Prior to his appointment to the European Investment Bank, Costa had positions on the board of directors at Caixa Geral de Aposentações, a bank for pension funds, Banco Nacional Ultramarino and Itaú Unibanco holdings.

===European Investment Bank, 2006–2010===
In 2006, Costa became vice president of the European Investment Bank under the leadership of president Philippe Maystadt. He was responsible for the banks' funding financing operations in Spain, Portugal, Belgium and Luxembourg, as well as in Asia and South America. He was also a member of the Committee of European Securities Regulators.

===Banco de Portugal, 2010–2020===
On 22 April 2010, Costa was nominated for a five-year term by the Portuguese government, recommended by the Finance minister Teixeira dos Santos. He replaced Vítor Constâncio, who became vice president of the European Central Bank on 1 June 2010.
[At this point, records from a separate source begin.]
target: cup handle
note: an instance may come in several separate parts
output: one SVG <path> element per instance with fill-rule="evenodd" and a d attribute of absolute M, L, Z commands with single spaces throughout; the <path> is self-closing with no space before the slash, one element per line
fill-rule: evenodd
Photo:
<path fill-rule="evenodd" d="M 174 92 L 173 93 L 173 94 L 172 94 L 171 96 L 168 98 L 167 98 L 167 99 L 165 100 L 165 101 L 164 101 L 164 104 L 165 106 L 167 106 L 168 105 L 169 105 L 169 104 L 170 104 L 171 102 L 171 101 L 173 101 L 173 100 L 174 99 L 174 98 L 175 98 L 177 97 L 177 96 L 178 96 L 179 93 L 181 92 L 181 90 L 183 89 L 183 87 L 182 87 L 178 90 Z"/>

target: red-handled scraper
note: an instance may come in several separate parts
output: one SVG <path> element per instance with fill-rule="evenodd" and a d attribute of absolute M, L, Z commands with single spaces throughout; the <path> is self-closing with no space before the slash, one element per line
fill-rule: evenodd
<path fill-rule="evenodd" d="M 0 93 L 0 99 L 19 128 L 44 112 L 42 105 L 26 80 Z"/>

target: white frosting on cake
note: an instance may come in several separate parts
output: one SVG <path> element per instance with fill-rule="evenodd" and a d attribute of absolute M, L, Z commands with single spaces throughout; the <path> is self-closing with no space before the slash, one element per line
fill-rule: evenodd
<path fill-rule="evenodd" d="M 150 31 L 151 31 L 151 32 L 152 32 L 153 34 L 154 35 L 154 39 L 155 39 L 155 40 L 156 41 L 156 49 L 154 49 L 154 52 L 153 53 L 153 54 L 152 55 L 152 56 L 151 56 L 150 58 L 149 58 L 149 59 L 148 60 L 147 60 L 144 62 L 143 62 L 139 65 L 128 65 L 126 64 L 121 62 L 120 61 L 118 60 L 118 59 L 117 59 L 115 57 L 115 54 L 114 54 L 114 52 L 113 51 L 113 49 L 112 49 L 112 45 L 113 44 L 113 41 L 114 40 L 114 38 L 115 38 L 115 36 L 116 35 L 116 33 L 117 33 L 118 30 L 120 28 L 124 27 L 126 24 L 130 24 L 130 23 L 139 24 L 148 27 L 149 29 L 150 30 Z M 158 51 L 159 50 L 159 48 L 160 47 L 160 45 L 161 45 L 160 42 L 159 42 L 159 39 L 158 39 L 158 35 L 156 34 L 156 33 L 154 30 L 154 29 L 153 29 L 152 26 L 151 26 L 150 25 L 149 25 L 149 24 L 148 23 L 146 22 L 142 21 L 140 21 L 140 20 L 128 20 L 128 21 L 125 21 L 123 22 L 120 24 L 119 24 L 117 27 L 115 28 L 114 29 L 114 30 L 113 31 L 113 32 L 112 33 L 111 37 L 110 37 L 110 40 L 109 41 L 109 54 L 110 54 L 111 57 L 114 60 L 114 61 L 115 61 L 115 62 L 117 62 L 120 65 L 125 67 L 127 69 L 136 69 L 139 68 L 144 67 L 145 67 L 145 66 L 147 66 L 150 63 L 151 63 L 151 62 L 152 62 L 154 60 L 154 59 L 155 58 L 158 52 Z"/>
In this capacity, Costa also holds the following positions:
- European Central Bank (ECB), Ex-Officio Member of the Governing Council and member of the ECB Supervisory Board
- European Systemic Risk Board (ESRB), Member of the General Board
- Financial Stability Board (FSB), Member of the Regional Consultative Group for Europe
- International Monetary Fund (IMF), Ex-Officio Member of the Board of Governors
- National Council of Financial Supervisors, Chairman
- School of Economics and Management of Universidade Católica Portuguesa, Chairman of the Consultative Council

==Controversy==
In early 2016, Prime Minister António Costa caused controversy by attacking Costa and the central bank for being “irresponsible” by “dragging out” a decision over compensation claimed by commercial paper investors hit by the collapse in 2014 of Banco Espírito Santo (BES). The Left Bloc (BE) and the Portuguese Communist Party (PCP) openly called for Costa to resign. The attacks triggered a political storm over what the centre-right opposition described as a “shameful” attempt to interfere in the regulator's independence.